Photograph by Tim Chapman for Newsmakers via Getty Images.

Fall 2018 Couture’s Most “Gala” and Amusing Trends

New creative energy at fashion houses both venerable and emerging means haute couture has a new audience. Here, the leading looks from Paris’ fall Couture Week as seen by our hyper-stylized, hyper-fictional correspondent Speranza Wilde.

by Speranza Wilde
Sep 4 2018, 2:30pm

Photograph by Tim Chapman for Newsmakers via Getty Images.

By now you have surely read in the papers about couture’s most urgent trend: the New Flamingo Look. At Armani Privé, wild fuchsia ostrich plumes, layered like the morning clouds that form around certain Chilean flamingo lagoons, were shown over a pair of diamanté-crusted tulle trousers. At Valentino, dense, pale-pink marabou blanketed glorious ostrich fronds. At Schiaparelli, actual flamingos: a regiment of the exotic birds sewn onto a cashmere coat cape, and a Stephen Jones mask featuring two of these avian extravagances embracing as a crown. As a minor Bavarian prince once told me during a canoe renewal ceremony at the Villa Nellcôte, “The flamingo’s elegance comes from its one-legged stance, for which there is no proven scientific reason. Remember this the next time you must reject a man and he asks you, Why?”

More on Armani Privé; often an intellectually stout scenario, this season was an unusually gala one. As the house said, it’s an almost regal style. It is not aristocracy at its full blossom, but in its bud—like the debutante gazing at one of Europe’s great chandeliers, waiting for the next big idea in transparency.

Any new season of fashion conjures urgent inquiries about the state of women’s hair. At Alexandre Vauthier, a low ponytail was shown under a flat-brim hat with a shallow crown. Do not lose track of this look—we must not forget how marvelous a sleek, low ponytail is. Picture your slender borzoi, Harvey, taking his annual thermal bath in Baden-Baden.

And now, to our seasonal Bow Report. The bow sloughs its precious shackles, no longer an adorable pet or adornment but an absolute abstract and clarified form of the near-Brancusian variety. We see this at Giambattista Valli as bustiers and belts. We see this at Givenchy, where Clare Waight Keller twisted the front of a wrap like the sleeves of an electrocuted skateboarder’s sweatshirt. The new, sleek bow is a revelation; but the new, sleek bow only has answers for those who do not question its prophecy. I implore you: Do not question the new, sleek bow.

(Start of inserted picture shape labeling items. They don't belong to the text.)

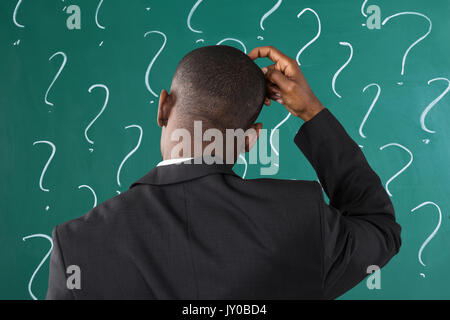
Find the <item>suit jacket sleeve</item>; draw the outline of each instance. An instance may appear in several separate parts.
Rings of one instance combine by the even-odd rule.
[[[323,297],[336,298],[398,252],[401,228],[379,177],[328,109],[305,122],[294,141],[330,199],[327,205],[319,190]]]
[[[74,299],[72,290],[67,288],[66,266],[58,238],[58,227],[53,229],[53,250],[50,256],[50,276],[48,279],[47,300]]]

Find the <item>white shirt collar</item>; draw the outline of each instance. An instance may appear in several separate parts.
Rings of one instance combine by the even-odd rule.
[[[181,163],[181,162],[185,162],[188,160],[192,160],[194,158],[177,158],[177,159],[168,159],[168,160],[163,160],[160,163],[158,163],[156,166],[157,167],[161,167],[161,166],[168,166],[170,164],[176,164],[176,163]]]

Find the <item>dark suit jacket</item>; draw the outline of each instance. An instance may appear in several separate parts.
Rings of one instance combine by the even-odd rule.
[[[400,226],[379,177],[324,109],[295,143],[315,181],[226,165],[156,167],[53,231],[48,299],[329,299],[384,266]],[[81,269],[81,289],[66,268]]]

At Chanel, we witnessed the transmogrification of the zipper.

But once again, I must stress the significance of the nape-grazing ponytail. On the other hand, the outrageous and colossal tease of hair by Guido Palau at Valentino is extremely important, and should not be ignored.

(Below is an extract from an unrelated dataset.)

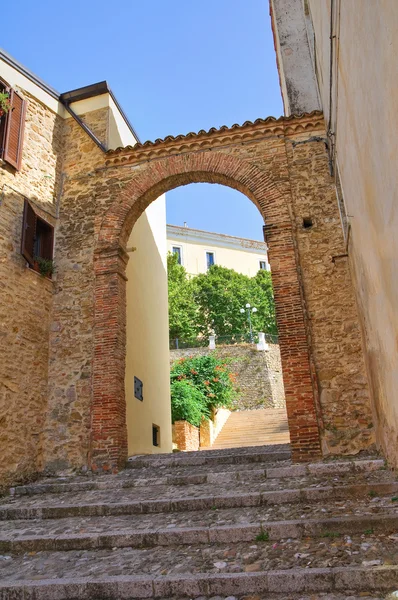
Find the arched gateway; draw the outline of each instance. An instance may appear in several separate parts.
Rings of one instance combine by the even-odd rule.
[[[259,119],[119,148],[106,153],[85,187],[83,179],[71,180],[66,202],[69,196],[75,207],[81,196],[94,198],[93,226],[84,241],[93,261],[85,279],[94,298],[91,328],[85,330],[92,385],[81,396],[89,406],[89,466],[115,470],[127,458],[127,240],[152,201],[192,182],[235,188],[264,218],[293,459],[320,456],[321,449],[358,451],[371,443],[358,318],[322,114]],[[78,227],[72,225],[75,235]],[[74,448],[67,452],[76,454]]]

Speaking of soaring new heights, couture presented a new reality in capes. What was once expected to keep Voltaire warm is now being trusted at Givenchy to command power and at Valentino to create the harmony I frankly have only otherwise experienced while visiting Sir Edmund Hillary’s childhood honey farm.

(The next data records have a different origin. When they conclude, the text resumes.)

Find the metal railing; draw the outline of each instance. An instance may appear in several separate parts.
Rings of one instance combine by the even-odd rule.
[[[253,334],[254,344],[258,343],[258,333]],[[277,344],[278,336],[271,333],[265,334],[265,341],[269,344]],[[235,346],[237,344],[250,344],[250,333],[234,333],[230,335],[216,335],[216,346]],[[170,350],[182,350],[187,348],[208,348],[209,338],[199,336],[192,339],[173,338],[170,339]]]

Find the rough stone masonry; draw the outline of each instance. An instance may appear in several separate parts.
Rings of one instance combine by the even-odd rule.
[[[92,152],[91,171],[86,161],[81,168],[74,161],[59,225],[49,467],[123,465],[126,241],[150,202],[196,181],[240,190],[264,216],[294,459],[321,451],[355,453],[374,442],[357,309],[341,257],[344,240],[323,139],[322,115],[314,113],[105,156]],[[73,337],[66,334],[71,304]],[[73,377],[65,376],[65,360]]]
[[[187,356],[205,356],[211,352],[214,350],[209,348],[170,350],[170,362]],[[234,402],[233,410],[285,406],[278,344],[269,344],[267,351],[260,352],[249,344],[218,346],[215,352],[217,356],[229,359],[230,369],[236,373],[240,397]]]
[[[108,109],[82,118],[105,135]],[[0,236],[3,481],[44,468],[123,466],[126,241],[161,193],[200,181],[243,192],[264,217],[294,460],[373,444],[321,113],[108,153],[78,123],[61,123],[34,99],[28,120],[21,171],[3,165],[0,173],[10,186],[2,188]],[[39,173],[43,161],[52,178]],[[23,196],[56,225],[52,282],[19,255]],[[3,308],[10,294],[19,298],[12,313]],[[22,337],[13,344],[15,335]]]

If you are buying just one swakara lamb fur coat with webbed embroidered rosette inserts in poised taupe this season, make it Fendi’s.

I repeat, again, the importance of the low ponytail with a hat that has a wide, flat brim and a shallow crown. Do not allow yourself to forget this.

Finally, the accessories milieu is firmly prepared to meet the anxieties of the era. Iris van Herpen is ever soothing us with her 3-D-printed dazzlers; Maison Margiela is impressing us with phone clips for shoes. Yes, John Galliano’s atelier is shrewdly logged into our obsession with screens, but as he said on his most delightful podcast, it is volume in fabric—the lack, the excess—that carries fashion forward. The best designers are the ones who control its weight. Of course, you’ll remember what Brancusi, king of our bows, once said: “Command like a king; create like a god.”